Dominion, which is being investigated by the EPA for dumping 27.5 million gallons of coal ash wastewater into a creek, says there’s no connection between its coal-ash stockpiles and contaminated groundwater affecting drinking wells. Yet for 30 years, Dominion has documented extensive groundwater contamination from its own groundwater monitoring wells located at Possum Point.

Contaminated groundwater is discharging to the river according to Dominion’s own report: “The primary environmental receptor for groundwater associated with Ash Pond D and Ash Pond E is Quantico Creek. . . . Groundwater flows south from the site toward Quantico Creek where it discharges into the creek.”

Despite an outcry from state lawmakers, landowners, commercial fisherman and downstream communities along multiple affected Virginia rivers – the Potomac, James, New and Elizabeth – Virginia Gov.
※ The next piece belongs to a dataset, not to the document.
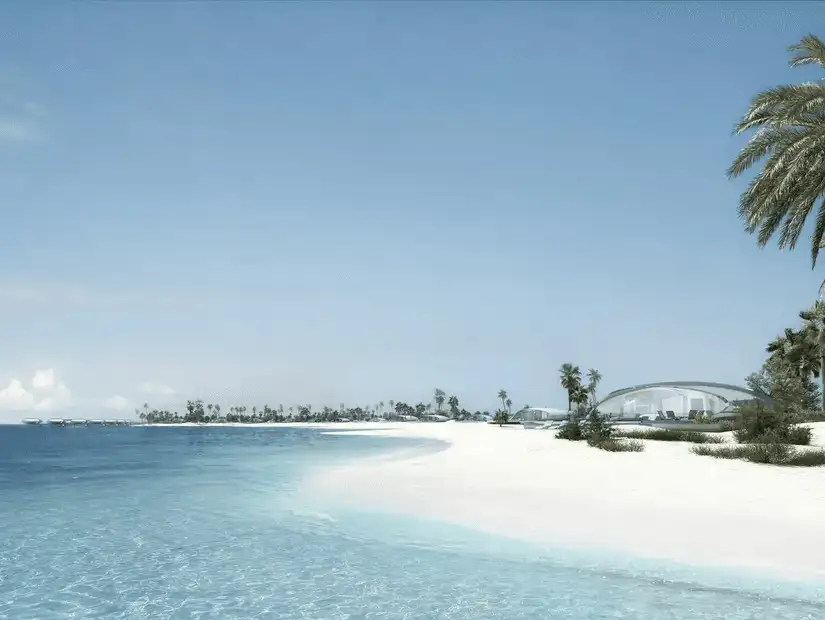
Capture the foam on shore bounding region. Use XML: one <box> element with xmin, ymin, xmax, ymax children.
<box><xmin>312</xmin><ymin>423</ymin><xmax>825</xmax><ymax>580</ymax></box>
Terry McAuliffe (D) has agreed to let Dominion dump treated coal ash waste water into public waterways. The Virginia Department of Environmental Quality has issued permits to treat and discharge hundreds of millions of gallons of contaminated ash water to levels far weaker than permits issued in North Carolina to Duke Energy for the same purpose.

McAuliffe and VDEQ support Dominion’s proposed “cap in place” plan to seal the remaining millions of tons of toxic coal ash where it sits without modern synthetic liners. Not surprisingly, VDEQ supports Dominion’s plan to allow metals to continue to leak into public water ways and threaten drinking wells.

A recent study by Duke University revealed that the cap-in-place approach accelerates leakage of certain ash contaminants, including arsenic, into surrounding groundwater. North Carolina, South Carolina and Georgia mandate “clean closure,” which requires ash to be stored in modern landfills with synthetic liners located away from rivers and drinking-water supplies. South Carolina utility Santee Cooper calls the clean-closure plan a “win, win, win” for the local environment, the economy and the utility.

These measures were taken to protect public health. McAuliffe owes it to the people of Virginia to do the same. Citizens such as West have been organizing across the state in anticipation of upcoming public hearings on Dominion’s draft solid waste permit. A July 23 “March on the Mansion” will take the issue directly to the governor.

McAuliffe has a choice: He can follow the lead of our Southern neighbors and regulate the disposal of coal ash in a way that recognizes sound science and protects our rivers and drinking-water supplies or he can compromise drinking water for future generations in favor of a well-connected industry such as Dominion.

Dean Naujoks is the Potomac riverkeeper with the Potomac Riverkeeper Network.